Message 2055 creates several forms of knowledge:

  1. A concrete, implementable design: The MemoryBudget admission controller is specified well enough that a developer could implement it directly from the message. The Rust struct sketch, the method signatures, and the integration points provide a clear implementation roadmap.
  2. A memory lifecycle model: The two-phase release model and the size estimates table codify the assistant's forensic findings into a reusable model that can be referenced in future design discussions.
  3. A decision framework: By presenting the proposal alongside alternatives (simpler wiring, RSS-based tracking), the message creates a structured decision point.
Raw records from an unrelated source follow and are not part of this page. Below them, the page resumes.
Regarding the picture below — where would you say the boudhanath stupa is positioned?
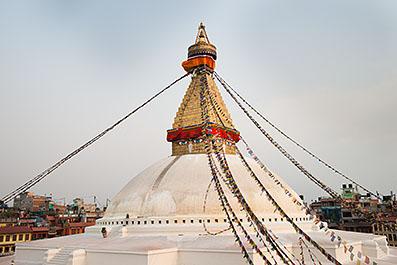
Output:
[15,24,397,265]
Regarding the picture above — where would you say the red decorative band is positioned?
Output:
[167,124,240,143]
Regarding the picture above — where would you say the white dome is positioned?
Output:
[105,154,306,219]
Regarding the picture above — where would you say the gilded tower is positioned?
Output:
[167,23,240,156]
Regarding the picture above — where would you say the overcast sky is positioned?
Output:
[0,0,397,202]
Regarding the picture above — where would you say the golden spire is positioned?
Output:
[167,23,239,155]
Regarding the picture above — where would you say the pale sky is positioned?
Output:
[0,0,397,202]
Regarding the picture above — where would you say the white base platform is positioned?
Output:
[15,226,397,265]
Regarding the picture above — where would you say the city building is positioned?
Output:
[0,226,32,256]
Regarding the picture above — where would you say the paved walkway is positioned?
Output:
[0,255,14,265]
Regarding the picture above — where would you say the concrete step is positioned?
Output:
[45,247,75,265]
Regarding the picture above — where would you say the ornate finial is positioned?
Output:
[196,22,210,44]
[182,22,216,72]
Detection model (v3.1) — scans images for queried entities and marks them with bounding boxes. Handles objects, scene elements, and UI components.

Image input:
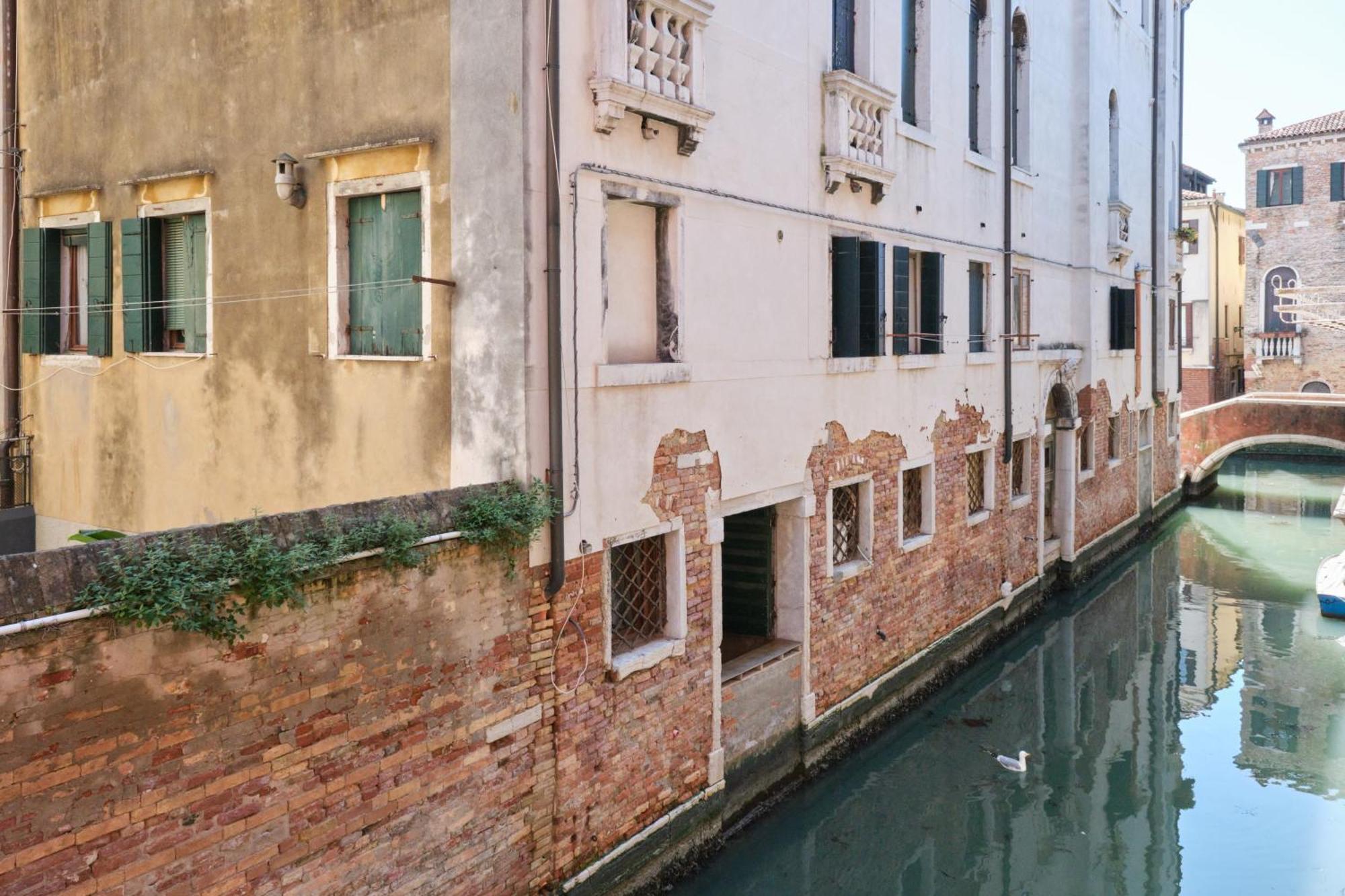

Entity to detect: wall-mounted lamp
[272,152,308,208]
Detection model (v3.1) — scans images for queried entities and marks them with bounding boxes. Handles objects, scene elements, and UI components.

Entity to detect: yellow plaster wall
[17,0,452,546]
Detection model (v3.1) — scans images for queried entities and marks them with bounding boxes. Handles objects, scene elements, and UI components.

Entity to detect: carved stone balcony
[1107,199,1134,263]
[822,69,897,202]
[589,0,714,156]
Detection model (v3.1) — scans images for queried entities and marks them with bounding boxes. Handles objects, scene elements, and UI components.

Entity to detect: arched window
[1262,265,1298,332]
[1107,90,1120,199]
[1009,12,1032,168]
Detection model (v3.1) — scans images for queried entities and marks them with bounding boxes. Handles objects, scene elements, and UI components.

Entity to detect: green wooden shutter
[892,246,911,355]
[831,237,859,358]
[920,251,943,355]
[89,222,112,356]
[859,239,888,358]
[183,214,208,352]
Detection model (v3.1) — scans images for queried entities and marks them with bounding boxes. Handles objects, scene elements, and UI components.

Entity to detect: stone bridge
[1181,391,1345,493]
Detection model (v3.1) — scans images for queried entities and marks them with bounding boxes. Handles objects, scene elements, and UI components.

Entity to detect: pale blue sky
[1182,0,1345,206]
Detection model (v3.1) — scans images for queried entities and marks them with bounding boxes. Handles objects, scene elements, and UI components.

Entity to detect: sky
[1182,0,1345,207]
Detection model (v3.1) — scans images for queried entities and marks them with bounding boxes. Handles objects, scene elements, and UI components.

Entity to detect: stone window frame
[966,442,995,526]
[603,517,687,681]
[600,180,686,368]
[826,473,873,581]
[897,455,936,552]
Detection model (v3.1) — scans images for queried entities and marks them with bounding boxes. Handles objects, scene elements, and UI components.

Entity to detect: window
[892,246,944,355]
[1009,270,1032,348]
[967,448,995,517]
[1010,12,1032,168]
[967,261,990,352]
[20,222,112,355]
[1010,437,1032,498]
[121,212,210,352]
[1256,167,1303,207]
[831,237,885,358]
[901,463,933,548]
[967,0,990,155]
[1108,286,1135,351]
[603,198,678,364]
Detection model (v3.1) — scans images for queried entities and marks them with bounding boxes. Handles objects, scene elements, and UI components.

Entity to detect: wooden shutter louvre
[831,237,859,358]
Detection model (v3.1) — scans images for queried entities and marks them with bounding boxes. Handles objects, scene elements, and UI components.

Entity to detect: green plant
[75,516,426,645]
[453,479,560,579]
The user can evaluate trade-offs and choose a direction.
  4. Documentation of dead code: The message (building on the preceding analysis) documents that working_memory_budget is dead code, which is itself a valuable finding for the codebase's maintainers.
  5. A vocabulary for discussing memory management: Terms like "budget-based admission," "two-phase release," and "heterogeneous proof type awareness" become part of the project's shared language.

Mistakes and Potential Issues

While the design is well-reasoned, several potential issues deserve scrutiny:

The static estimate approach has a fragility problem. If a new proof type is added or an existing circuit is modified, the hardcoded constants must be updated. There is no mechanism to detect drift between the estimates and actual memory usage. A runtime assertion that checks actual allocation size against the estimate could catch discrepancies.

The design does not address VRAM pressure. The analysis identified that GPU VRAM is also a constrained resource, with the CUDA memory pool configured to never release memory (UINT64_MAX pool threshold). The MemoryBudget controller only manages host memory. A complete solution might need a GPU-side budget as well.

The release_partial API introduces complexity. The caller must know exactly how much to release at each phase. If the a/b/c vectors are not exactly 12.5 GiB (due to alignment, padding, or different sector sizes), the partial release could be inaccurate. The design assumes precise knowledge of allocation sizes.

The design does not handle memory fragmentation. The malloc_trim(0) calls in the existing code suggest that fragmentation is a concern. The budget tracks total allocated bytes but does not account for the fact that freed memory may not be immediately usable due to fragmentation.

The proposal removes partition_workers but keeps synthesis_concurrency. The assistant explicitly notes that synthesis_concurrency should remain as a separate CPU contention knob. This is a reasonable distinction, but it creates a system with two independent throttles (memory budget + CPU concurrency) that could interact in unexpected ways.

Conclusion

Message 2055 is a masterclass in system design grounded in forensic code analysis. It takes a complex, multi-layered problem—memory management in a GPU proving engine—and decomposes it into a clean architectural solution. The MemoryBudget admission controller is not a generic or abstract design; it is a specific response to the concrete problems uncovered during the audit: dead configuration, memory-unaware throttling, heterogeneous proof types, and a fragile static limit.

The message's power lies in its specificity. The size estimates table, the integration point line numbers, the Rust struct sketch, and the two-phase release model all demonstrate that the assistant has done the hard work of understanding the system before proposing changes. This is not a drive-by suggestion but a carefully researched design document.

The final question—inviting the user to choose between this approach and alternatives—transforms the message from a monologue into a dialogue. It acknowledges that design is about trade-offs, and that the best solution depends on priorities that the user must articulate. Whether the user chooses the MemoryBudget path, a simpler approach, or an RSS-based alternative, message 2055 has already done the essential work: it has framed the problem, mapped the territory, and drawn a clear path forward.